É na interiorização deste busílis que eu creio que está a semente para se ser um bom Professor, seja primário, universitário, de flauta ou de bola. Um bom Professor tem que ser aluno, não só no sentido da abertura ao conhecimento, mas também no exercício de empatia que é necessário fazer para se adaptar a alguém que tem uma evolução cognitiva diferente e menos desenvolvida que a nossa.
Todos nós tivemos Professor cuja seu longo percurso lhes deu um poço de sapiência. No entanto, é comum o Professor que se mantem nos seus métodos, não se apercebendo que muitas vezes já não são adequados ou indicados para as expectativas das gerações actuais.
Em tempos, o ensino era "copiático" e "muitoestudáceo". O Monge-Lente lia a passsagem filosófica que o aluno reescrevia e assimilava ferradamente.
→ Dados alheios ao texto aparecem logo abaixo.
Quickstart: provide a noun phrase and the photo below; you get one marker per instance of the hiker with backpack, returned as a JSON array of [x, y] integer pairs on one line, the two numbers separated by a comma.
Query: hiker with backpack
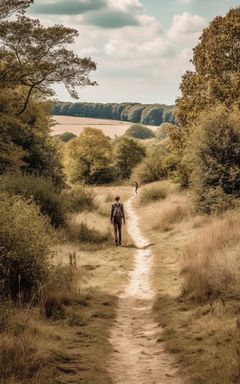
[[117, 218]]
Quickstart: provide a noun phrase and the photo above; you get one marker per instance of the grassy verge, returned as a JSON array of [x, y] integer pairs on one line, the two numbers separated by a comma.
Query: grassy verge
[[202, 333], [65, 339]]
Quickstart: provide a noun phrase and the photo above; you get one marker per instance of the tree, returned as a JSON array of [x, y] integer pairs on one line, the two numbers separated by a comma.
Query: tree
[[35, 57], [158, 164], [127, 154], [214, 81], [8, 7], [88, 158], [215, 159], [139, 131]]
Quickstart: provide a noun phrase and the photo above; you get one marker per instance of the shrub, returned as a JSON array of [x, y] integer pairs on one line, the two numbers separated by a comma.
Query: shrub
[[39, 189], [211, 260], [127, 153], [139, 131], [216, 160], [88, 158], [82, 233], [20, 358], [78, 198], [157, 165], [66, 136], [24, 247], [153, 193]]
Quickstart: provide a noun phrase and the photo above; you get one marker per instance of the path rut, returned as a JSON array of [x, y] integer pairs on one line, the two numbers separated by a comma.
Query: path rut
[[138, 357]]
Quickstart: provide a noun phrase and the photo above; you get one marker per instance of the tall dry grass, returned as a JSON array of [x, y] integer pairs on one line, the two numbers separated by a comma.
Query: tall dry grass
[[211, 260]]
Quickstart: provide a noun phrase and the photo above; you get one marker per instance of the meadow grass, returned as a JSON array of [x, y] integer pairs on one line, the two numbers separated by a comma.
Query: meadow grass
[[200, 327], [63, 335]]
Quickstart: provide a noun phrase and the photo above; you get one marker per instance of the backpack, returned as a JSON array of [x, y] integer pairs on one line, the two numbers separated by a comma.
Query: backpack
[[117, 210]]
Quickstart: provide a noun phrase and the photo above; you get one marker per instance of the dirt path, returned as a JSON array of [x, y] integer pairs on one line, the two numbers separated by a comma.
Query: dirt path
[[138, 357]]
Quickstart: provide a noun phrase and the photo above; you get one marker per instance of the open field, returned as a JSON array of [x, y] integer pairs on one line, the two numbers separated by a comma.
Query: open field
[[202, 335], [111, 128]]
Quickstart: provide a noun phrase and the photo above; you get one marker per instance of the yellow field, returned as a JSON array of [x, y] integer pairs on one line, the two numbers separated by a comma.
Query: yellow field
[[111, 128]]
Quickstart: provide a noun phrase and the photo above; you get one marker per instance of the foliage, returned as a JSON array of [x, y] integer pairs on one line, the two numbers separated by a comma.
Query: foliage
[[150, 114], [159, 163], [25, 140], [215, 80], [215, 157], [38, 189], [24, 247], [35, 57], [153, 193], [162, 131], [66, 136], [88, 158], [79, 198], [127, 154], [139, 131], [81, 232]]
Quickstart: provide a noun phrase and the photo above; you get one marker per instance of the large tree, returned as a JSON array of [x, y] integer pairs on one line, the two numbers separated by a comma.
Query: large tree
[[36, 57], [127, 154], [88, 158], [215, 80]]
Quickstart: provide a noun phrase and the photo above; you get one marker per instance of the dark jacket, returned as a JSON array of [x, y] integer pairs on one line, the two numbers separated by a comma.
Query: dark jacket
[[112, 211]]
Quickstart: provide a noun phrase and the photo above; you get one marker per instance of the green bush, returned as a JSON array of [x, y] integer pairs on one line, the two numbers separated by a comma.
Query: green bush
[[153, 193], [139, 131], [38, 189], [215, 160], [78, 198], [158, 164], [66, 136], [25, 239], [82, 233]]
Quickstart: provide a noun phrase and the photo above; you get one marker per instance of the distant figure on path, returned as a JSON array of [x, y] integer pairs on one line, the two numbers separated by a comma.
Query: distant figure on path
[[117, 218], [136, 187]]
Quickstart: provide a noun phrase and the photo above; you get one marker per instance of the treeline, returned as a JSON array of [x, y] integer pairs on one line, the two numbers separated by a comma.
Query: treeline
[[206, 140], [148, 114]]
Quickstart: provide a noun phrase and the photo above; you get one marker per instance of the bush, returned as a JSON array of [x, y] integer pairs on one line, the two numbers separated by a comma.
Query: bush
[[25, 239], [158, 164], [127, 153], [79, 198], [153, 193], [66, 136], [215, 157], [82, 233], [139, 131], [39, 189]]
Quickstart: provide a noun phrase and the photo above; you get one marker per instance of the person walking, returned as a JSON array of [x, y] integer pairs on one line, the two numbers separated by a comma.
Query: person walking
[[117, 218], [136, 187]]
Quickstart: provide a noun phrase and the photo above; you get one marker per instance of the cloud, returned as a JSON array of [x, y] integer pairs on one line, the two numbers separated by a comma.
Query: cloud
[[186, 2], [111, 19], [186, 25], [126, 5], [71, 7]]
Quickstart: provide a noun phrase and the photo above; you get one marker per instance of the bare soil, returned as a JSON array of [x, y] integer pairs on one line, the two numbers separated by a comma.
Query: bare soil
[[138, 355]]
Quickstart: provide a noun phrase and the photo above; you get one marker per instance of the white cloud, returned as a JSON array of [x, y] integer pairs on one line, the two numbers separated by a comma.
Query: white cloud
[[186, 2], [125, 5], [186, 26]]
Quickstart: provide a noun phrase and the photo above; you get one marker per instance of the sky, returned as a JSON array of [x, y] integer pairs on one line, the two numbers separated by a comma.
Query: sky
[[141, 47]]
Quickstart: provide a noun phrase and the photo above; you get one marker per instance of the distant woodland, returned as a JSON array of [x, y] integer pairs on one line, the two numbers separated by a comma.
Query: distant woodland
[[149, 114]]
Hoje em dia, existe uma muito maior dinamização das aulas mas ainda perduram alguns casos de Professores que, apesar de serem exemplares polímatas, o seu método de transferência de conhecimento é enfadonho e aborrecido. Não se trata somente de actualizar o slide em acetato para o slide em powerpoint, mas sim da abordagem, da forma e linguagem emotiva com que é feito o ensinamento.
Apercebi-me deste fenómeno num local que poucas vezes é conotado com o ensino. A Praxe. Na sua maior virtude, a Praxe é um momento de transferência de conhecimento. Através de meios pouco ortodoxos, de certo, mas é.
Não se trata de um conhecimento técnico, mas emocional. Num ambiente onde é reconhecido uma autoridade e um autorizado, que é regido por uma lei privativa e voluntária, a chave para o sucesso das iniciativas está no respeito adquirido. Tal como as aulas teórica que são uma seca e que ninguém vai, também na Praxe a existência de bons Professores (os Doutores) correlaciona com uma maior participação e adesão da parte dos Caloiros (os Animais). Os bons Doutores conseguem naturalmente adquirir o respeito dos seus colegas. Outros, acabam por ter que o exigir. Ao longo das gerações de Caloiros que tive, deparei-me com a situação de que, para anos diferentes, tinha que alterar os meus métodos por forma a ter sucesso. Para o meu objectivo de ter mais Caloiros a participar na minha aula, tenho que ser eu, o Professor, a conseguir demonstrar que a minha aula é indispensável para eles.
Se num ano eu podia fazer piadas sobre o Dino dos Morangos com Açúcar, noutro ano, tive que fazer com o Angélico. De igual forma, há certas brincadeiras que eu faço com X grupo de Caloiros que, com grupo Y, tenho que ter uma abordagem diferente para conseguir transmitir eficazmente o mesmo ensinamento. Nesta pequena analogia, o ensinamento permanece o mesmo, no entanto é o método que se altera. Afinal a hipotenusa continua, e continuará, a ser igual à soma do quadrado dos catetos.
Foi então esta estranha colateralidade da Praxe de...ensinar-me a ensinar, que me incentivou ao meu cargo actual de Dux Veteranorum. Se antigamente o lugar de Dux era visto como o cábula-mor da Universidade, tem actualmente uma tarefa muito mais árdua, que é a de ser Professor da Tradição, ao invés de policia. Mais árdua pois é necessário que as pessoas queiram aprender, ao invés de serem forçadas à aprendizagem. Na prática, é uma troca da quantidade pela qualidade. E mais longe chegarei, espero, pois em concordância com a máxima do 'Docendo Discimus' este ano envergarei a capa de Assistente Convidado para dar aulas (a sério), num volte-face irónico e delicioso de ver então, um Dux Veteranorum tornar-se Professor Universitário."